После того как владелец замка, произведя вышеописанный шум, устроил зал суда, он уселся в дедовское кресло, обитое желтым бархатом, положил руки на стол и порадовался делу рук своих.
- Этого мне не хватало! - воскликнул он. - Мне была необходима какая-нибудь практическая деятельность. Поэтому, несмотря на свои научные занятия, я чувствовал мучительную пустоту. Махровые цветы кажутся красивее, но они менее выносливы и скорее отмирают, чем простые; так и незанятый человек: как бы роскошно он ни украсил свой дух, в лучшем случае он будет подобен махровому цветку. Он растрачивает силы души на суетное размножение лепестков, и не только остается бесплодным, но и сам скоро, гибнет от избытка ложно направленных соков. Напротив, практическая деятельность устремляет силы, питающие жизнь, по верным трубам и каналам, откуда они выливаются в здоровые и приятные формы в виде стройных стеблей, свежих листьев, душистых цветов. Все праздные люди, даже самые лучшие, имеют или приобретают наклонность огорчать других, лишь бы чем-нибудь наполнить дни, в то время как труд, выполняемый по повелению судьбы или по собственному желанию, облагораживает даже самые ничтожные души. Можно сказать, что он как магнит становится сильным от постоянного притягивания тяжестей, в то время как праздность - это сталь в футляре, которую в конце концов разъедает ржавчина.

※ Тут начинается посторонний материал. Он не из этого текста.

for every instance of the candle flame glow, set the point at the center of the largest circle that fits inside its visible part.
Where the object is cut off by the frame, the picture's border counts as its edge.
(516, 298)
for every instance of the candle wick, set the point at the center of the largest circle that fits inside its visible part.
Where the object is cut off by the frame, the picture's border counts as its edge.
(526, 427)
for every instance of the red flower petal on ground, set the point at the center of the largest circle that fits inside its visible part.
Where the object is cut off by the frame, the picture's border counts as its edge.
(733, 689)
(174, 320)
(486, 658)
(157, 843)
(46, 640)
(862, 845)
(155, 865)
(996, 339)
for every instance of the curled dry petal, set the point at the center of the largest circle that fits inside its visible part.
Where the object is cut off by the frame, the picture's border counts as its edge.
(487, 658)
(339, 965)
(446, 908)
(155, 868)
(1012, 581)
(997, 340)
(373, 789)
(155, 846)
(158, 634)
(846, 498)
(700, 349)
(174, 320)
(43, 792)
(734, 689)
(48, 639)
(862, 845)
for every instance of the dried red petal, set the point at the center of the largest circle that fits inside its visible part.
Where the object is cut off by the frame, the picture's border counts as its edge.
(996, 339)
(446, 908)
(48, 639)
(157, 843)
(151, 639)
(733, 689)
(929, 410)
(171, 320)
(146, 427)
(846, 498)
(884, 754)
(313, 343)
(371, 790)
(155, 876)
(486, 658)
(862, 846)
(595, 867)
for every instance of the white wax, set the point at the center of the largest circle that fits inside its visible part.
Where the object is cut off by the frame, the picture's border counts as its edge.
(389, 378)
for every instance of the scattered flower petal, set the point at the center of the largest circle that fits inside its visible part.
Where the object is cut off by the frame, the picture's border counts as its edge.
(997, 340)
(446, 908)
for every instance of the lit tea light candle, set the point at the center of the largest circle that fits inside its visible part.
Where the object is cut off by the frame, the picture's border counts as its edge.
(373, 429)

И еще можно добавить, что хотя природа наделила трудолюбивых пчел колючим ядовитым жалом, но жалят они только обидчиков, а необидчика пропускают нетронутым через рой, в то время как бездельницы-осы злобно нападают на всякого, даже на самого миролюбивого человека. Поэтому прилежание - друг и себе и другим, а леность - враг и себе и всякому. И я очень рад, что вместо праздных мечтаний, высушивавших и подтачивавших меня, я проведу свои последние дни в почетной деятельности, занимаясь которой, я могу с чистой совестью и ясным сознанием терпеливо ждать возвращения прежних порядков и вступления в Верховную коллегию. Разумеется, нельзя недооценивать и того, что и благосостояние тоже подымется. Шестьсот тысяч воздушных камней - прекрасный доход; если я даже буду считать по десять талеров на тысячу, то это составит годовой заработок в шесть тысяч талеров. Из них я буду проживать четыре тысячи, а остальное откладывать: половину для дочери, половину на приданое моей Лизбет.
76
Аббат де ля Плюш (1688-1761) - французский писатель; "Шельмуфский" - роман Христиана Рейтера; "Азиатская Баниза" - роман фон Циглера и Клипгаузена; Нейбер - известная артистка, биография которой была написана Ф.С.Мейером.